On Thursday 9 June, the Court of Justice of the European Union handed down a judgment (Case C-673/20) in which it ruled that British nationals who enjoyed the rights attached to European citizenship no longer enjoy, as a result of Brexit, the right to vote and stand as a candidate in municipal elections in their Member State of residence.
This judgment follows the proceedings brought by a British national who had been living in France since 1984 and was removed from the electoral roll and could not vote in the March 2020 municipal elections in her municipality of residence.
She had argued before the court which referred the case that she no longer had the right to vote and stand for election in the UK because of the UK rule that a British national who has been resident abroad for more than 15 years is no longer entitled to vote in UK elections.

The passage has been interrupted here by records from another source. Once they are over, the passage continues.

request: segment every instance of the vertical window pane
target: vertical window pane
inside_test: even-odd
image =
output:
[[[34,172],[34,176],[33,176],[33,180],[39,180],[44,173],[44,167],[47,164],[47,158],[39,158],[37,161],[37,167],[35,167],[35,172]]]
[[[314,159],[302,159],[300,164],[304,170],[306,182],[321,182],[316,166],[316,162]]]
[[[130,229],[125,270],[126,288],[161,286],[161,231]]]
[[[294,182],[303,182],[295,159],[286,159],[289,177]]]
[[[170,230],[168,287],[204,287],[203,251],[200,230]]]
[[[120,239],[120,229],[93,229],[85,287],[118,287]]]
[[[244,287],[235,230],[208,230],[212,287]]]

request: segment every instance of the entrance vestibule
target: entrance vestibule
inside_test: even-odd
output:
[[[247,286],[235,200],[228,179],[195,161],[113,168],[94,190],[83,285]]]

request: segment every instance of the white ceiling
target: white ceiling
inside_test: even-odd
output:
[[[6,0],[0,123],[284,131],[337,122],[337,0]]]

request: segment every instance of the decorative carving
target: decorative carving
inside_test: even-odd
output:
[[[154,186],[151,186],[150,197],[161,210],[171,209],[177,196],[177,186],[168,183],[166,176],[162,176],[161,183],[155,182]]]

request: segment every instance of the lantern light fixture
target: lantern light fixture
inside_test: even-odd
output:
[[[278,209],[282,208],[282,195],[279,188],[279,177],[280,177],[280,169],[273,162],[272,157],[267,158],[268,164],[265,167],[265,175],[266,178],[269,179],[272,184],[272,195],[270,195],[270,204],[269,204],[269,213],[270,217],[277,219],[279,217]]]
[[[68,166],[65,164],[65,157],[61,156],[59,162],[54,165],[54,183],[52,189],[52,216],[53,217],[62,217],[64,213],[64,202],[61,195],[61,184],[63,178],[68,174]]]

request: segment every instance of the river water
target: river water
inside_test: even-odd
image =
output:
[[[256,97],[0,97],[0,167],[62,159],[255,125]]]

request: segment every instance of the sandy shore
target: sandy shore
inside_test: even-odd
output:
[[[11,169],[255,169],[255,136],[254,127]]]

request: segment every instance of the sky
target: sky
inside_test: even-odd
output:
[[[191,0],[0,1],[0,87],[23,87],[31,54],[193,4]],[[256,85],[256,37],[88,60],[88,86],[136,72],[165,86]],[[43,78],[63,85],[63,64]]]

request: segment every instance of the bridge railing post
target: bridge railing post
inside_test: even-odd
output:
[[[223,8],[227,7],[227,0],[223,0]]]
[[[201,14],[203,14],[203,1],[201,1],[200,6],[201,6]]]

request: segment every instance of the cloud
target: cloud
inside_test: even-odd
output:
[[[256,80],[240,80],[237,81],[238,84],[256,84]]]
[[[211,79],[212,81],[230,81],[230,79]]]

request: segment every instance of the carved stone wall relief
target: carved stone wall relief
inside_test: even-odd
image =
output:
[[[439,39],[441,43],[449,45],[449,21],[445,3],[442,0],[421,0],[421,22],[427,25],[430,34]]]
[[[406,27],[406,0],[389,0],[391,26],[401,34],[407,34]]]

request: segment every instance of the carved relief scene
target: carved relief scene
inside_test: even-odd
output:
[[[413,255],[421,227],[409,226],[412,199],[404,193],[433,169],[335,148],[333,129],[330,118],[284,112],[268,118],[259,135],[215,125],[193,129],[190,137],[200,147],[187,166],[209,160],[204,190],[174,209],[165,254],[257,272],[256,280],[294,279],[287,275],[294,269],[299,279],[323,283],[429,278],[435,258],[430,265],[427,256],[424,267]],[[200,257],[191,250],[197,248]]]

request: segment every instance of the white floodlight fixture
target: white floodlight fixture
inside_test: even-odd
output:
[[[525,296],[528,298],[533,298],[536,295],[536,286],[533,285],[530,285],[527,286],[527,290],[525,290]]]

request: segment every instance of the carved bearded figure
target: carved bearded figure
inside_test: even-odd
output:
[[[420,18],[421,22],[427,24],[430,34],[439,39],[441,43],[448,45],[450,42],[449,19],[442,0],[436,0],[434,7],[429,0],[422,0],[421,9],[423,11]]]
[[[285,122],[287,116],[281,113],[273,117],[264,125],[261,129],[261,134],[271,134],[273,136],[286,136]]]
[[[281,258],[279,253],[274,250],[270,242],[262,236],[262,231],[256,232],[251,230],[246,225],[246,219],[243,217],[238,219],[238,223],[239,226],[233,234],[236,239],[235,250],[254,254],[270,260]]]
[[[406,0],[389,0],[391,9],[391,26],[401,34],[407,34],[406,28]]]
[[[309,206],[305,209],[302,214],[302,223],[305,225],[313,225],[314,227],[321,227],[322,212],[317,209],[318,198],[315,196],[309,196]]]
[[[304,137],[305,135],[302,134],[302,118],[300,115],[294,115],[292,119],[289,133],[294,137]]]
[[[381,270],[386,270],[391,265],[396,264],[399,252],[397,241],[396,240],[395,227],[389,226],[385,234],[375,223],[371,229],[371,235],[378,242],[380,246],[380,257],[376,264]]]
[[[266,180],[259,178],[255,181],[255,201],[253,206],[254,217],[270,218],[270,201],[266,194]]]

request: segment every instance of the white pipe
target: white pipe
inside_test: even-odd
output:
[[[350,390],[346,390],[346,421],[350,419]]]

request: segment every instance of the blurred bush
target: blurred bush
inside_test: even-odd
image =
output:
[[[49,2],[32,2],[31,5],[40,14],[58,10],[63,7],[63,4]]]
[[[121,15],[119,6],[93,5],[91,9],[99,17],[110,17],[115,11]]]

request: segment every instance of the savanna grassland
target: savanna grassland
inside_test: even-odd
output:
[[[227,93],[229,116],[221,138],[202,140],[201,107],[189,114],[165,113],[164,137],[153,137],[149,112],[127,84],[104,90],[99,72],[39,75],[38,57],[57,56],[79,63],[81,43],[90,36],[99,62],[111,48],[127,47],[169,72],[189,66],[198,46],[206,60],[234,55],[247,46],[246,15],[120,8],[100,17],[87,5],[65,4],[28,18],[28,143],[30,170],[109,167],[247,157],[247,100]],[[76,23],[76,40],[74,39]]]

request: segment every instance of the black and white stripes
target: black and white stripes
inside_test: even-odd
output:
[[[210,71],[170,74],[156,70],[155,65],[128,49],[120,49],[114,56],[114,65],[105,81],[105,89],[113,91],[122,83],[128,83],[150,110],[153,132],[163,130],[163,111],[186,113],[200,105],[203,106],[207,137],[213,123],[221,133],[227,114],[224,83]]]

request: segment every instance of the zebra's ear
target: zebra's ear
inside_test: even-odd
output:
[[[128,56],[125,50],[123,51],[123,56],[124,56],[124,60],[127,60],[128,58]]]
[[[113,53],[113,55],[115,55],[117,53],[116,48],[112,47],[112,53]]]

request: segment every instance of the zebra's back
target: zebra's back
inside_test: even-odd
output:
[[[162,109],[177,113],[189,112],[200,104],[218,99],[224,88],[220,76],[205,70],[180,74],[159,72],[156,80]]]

In this judgment, the CJEU held that EU citizenship requires possession of the nationality of a Member State and that there is no provision in the Treaties conferring the right to vote and stand for election in a Member State on a national of a third country.
Furthermore, the Court states that the fact that a national of a former Member State has transferred, even before the end of the Brexit transition period, their residence to an EU Member State is not such as to enable them to retain the status of EU citizen and the corresponding rights.
“This is an automatic consequence of the sole sovereign decision of the United Kingdom to withdraw from the Union”, the Court concluded in its judgment.